5.2.5 Data Analysis Verification

Analyzing historical arrester data, the improved device generated trend charts for parameters (leakage current, operation count) and detailed reports. This demonstrates robust data analysis capabilities, supporting scientific operation and maintenance decisions.

5.3 Result Analysis

The improved test device features high precision, comprehensive functions, user - friendly operation, and strong reliability—fully meeting testing requirements for surge arrester online monitors.

Its fault diagnosis and data analysis capabilities enable proactive identification of potential issues, enhancing equipment reliability and safety. Overall, the device improves testing efficiency and accuracy, safeguarding the stable operation of power systems.

6 Conclusion

As power systems evolve, demands for accuracy and reliability of surge arrester online monitors continue to rise.
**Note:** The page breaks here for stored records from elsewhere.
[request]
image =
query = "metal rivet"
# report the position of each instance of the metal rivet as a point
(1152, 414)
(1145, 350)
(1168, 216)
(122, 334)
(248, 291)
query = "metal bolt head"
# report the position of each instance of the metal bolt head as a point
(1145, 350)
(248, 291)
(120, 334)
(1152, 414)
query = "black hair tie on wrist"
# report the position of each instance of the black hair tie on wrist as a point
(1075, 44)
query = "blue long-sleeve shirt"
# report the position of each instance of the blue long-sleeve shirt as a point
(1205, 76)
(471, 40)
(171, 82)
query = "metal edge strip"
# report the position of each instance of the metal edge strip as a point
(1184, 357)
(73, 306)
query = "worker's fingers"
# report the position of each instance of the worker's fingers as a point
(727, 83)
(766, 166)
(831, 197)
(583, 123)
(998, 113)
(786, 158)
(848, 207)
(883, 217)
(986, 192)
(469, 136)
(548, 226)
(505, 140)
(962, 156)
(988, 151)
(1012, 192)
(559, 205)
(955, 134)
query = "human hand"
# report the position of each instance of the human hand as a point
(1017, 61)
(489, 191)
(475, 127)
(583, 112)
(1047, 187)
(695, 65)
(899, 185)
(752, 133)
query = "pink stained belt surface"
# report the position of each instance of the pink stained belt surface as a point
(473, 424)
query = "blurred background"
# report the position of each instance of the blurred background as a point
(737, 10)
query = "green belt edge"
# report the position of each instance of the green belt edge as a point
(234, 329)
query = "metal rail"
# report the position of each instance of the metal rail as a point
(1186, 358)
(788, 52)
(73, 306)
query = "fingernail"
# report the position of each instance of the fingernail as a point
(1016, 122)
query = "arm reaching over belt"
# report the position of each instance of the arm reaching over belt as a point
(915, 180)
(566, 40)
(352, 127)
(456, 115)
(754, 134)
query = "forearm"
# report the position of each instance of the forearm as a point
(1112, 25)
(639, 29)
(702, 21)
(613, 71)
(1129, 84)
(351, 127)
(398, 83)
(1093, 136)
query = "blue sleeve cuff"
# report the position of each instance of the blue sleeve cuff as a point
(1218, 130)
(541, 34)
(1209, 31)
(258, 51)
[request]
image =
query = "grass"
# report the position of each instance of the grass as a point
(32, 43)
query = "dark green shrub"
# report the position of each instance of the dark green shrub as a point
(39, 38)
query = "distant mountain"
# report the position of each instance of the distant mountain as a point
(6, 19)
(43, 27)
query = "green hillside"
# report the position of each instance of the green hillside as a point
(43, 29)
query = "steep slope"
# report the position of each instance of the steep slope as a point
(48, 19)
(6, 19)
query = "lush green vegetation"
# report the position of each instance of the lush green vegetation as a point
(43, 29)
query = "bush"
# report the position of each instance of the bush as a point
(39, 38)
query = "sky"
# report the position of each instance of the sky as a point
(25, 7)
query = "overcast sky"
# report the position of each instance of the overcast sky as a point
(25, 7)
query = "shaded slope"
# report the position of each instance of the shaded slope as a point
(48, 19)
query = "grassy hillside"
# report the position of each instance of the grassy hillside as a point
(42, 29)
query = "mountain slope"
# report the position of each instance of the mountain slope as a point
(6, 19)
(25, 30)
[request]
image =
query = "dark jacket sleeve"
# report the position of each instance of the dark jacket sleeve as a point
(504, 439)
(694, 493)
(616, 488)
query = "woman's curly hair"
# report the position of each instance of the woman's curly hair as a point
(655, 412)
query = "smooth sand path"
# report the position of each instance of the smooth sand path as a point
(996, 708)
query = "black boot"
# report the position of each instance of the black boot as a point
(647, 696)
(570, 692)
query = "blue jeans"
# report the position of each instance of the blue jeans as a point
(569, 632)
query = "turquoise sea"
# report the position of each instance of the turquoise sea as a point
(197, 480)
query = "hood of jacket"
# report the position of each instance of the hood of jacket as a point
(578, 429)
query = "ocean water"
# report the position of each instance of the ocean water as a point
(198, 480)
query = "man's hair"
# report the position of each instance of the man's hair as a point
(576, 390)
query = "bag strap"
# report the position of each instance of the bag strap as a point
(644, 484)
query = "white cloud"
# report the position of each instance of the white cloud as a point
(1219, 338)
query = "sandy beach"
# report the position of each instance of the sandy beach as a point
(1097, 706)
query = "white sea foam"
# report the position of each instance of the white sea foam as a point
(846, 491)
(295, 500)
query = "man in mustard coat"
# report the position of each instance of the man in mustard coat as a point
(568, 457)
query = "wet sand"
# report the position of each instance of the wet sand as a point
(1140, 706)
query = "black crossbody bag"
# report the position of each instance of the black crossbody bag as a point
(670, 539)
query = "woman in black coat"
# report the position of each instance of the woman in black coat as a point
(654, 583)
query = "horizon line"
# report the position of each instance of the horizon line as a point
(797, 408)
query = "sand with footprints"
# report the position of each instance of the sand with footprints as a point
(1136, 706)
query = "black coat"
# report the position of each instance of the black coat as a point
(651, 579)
This paper introduces improvements to test devices—optimizing signal acquisition, processing, control, display, and power modules—to enhance stability and precision.

Field tests validate the device’s effectiveness, providing a reliable basis for quality inspection of online arrester monitors. Future efforts should focus on advancing power equipment detection technologies, continuously refining test devices to further ensure the safe and stable operation of power systems.